The good news of Jesus Christ is not that we get to live forever!  As sin sick as we are, living forever would be miserable!  T

he good news of Jesus Christ is that when we believe the Kingdom of God breaks into our lives, we experience life in a new and powerful way.  Eternal life is not something that begins after death but a quality of life that defies our understanding of life and death.  Eternal life is a life lived in relationship with God and with God’s world and it begins the moment we first believe!  Eternal life is a life still impacted by the effects of sin, death, and evil, but a life that is victorious over sin, death, and evil because God in Christ acted on our behalf!

God in Christ has acted on behalf of the entire world when he allowed himself to be lifted up on the cross.   For us—the world, Jesus came.  For us, Jesus was betrayed.  For us, Jesus died.  For us, Jesus was resurrected.   We are saved.  We are healed. We are granted eternal life now because Jesus was lifted up on our behalf!

Some folks ask, “When were you saved?”  And they are expecting a date and time when you finally said, “I believe.”  However, if we take the words of Jesus seriously, then we know that we were not saved the moment we said we believed, we were saved the moment Jesus gave himself for us.  The answer to when where you saved is “We were all saved 2000 years ago on a hill far away on an old rugged cross!” 

God so loved the world!  And because God so loves the world, there is no one who is beyond God’s love. There is no sin too large that it can’t be forgiven.  There is no life so broken that it can’t be made whole.  There is no person so vile that he or she can’t be accepted.   God loves us all.  Jesus died for all.  Consequently, God has no desire to condemn anyone.  God desires a relationship with us all!

Nevertheless, like the Hebrews so long ago, God gives us a choice.  Remember God cannot ravish. God can only woo.  God wants us to choose him.  God doesn’t force love or salvation or healing upon us if we don’t want it. 

This is the message that Jesus gave Nicodemeus that night—the message Jesus still desperately wants us to hear—God loves you.  God loves everyone.  And you have a choice, you can choose the light and life that comes from God or you can choose to remain in darkness and death.

God never condemns anyone for God wishes all to be saved.  However, people bring judgment on themselves when they chose the darkness rather than light, death rather than life, and brokenness rather than wholeness.  The only sin that can’t be forgiven is the sin we don’t want forgiveness for and that is our choice and it has eternal consequences—not just hell after we die, but hell here and now!   God does not condemn us but because God allows us the freedom to choose we can condemn ourselves!

Christians like to quote John 3:16, but I believe we shouldn’t stop there.  We should always add verse 17.
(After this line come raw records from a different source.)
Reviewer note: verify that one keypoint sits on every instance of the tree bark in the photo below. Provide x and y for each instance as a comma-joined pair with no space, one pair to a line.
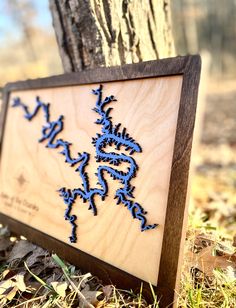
93,33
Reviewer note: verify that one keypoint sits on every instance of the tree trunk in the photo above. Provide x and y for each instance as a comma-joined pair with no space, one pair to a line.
93,33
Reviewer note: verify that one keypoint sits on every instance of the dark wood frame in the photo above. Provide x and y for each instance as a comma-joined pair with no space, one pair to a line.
189,67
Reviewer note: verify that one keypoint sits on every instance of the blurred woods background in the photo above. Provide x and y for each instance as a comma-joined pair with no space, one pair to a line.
29,50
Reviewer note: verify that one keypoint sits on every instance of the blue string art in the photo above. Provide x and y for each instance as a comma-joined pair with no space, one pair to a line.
111,135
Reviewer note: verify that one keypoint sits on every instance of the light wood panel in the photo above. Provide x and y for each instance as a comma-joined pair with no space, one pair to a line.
31,174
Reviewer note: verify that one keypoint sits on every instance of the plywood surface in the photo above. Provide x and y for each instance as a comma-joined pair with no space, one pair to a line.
31,174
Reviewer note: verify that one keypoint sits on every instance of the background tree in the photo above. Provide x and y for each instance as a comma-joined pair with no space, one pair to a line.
93,33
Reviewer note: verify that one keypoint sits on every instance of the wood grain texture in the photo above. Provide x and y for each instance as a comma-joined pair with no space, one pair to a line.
188,69
106,33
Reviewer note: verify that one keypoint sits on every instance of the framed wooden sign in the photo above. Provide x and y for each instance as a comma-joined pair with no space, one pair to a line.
94,165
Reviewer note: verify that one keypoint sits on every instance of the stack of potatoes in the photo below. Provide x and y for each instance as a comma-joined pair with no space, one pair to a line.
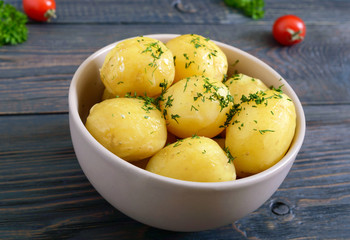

“For God so loved the world that he gave his only Son, so that everyone who believes in him may not perish but may have eternal life. Indeed, God did not send the Son into the world to condemn the world, but in order that the world might be saved through him.”

Jesus on the cross is good news for those who are perishing and foolishness to those who don’t believe.  But remember, it is not our job to condemn those that God would not condemn.  Our job is to share the gospel with others so that they—like us—have the opportunity to look to the cross and live.   We call that evangelism—sharing the good news!

Most of us are here because at some point in our lives we looked to the cross and said, “I believe.”  However,  do you believe enough to give your life for the world Christ so loves?  Do you believe enough to keep your eyes on the cross, to be light in a darkened world, and to share that light with others? Do you believe enough to let God’s Holy Spirit work within you to heal your sin sick soul so that you can join God in the holy work of healing a broken and hurting world? 

This is the gospel of Jesus Christ—not that you say, “I believe” and get your ticket to heaven—but that you can look to the cross and be healed so that you may live a cross-shaped life which reaches up to God and out to the world God so loves.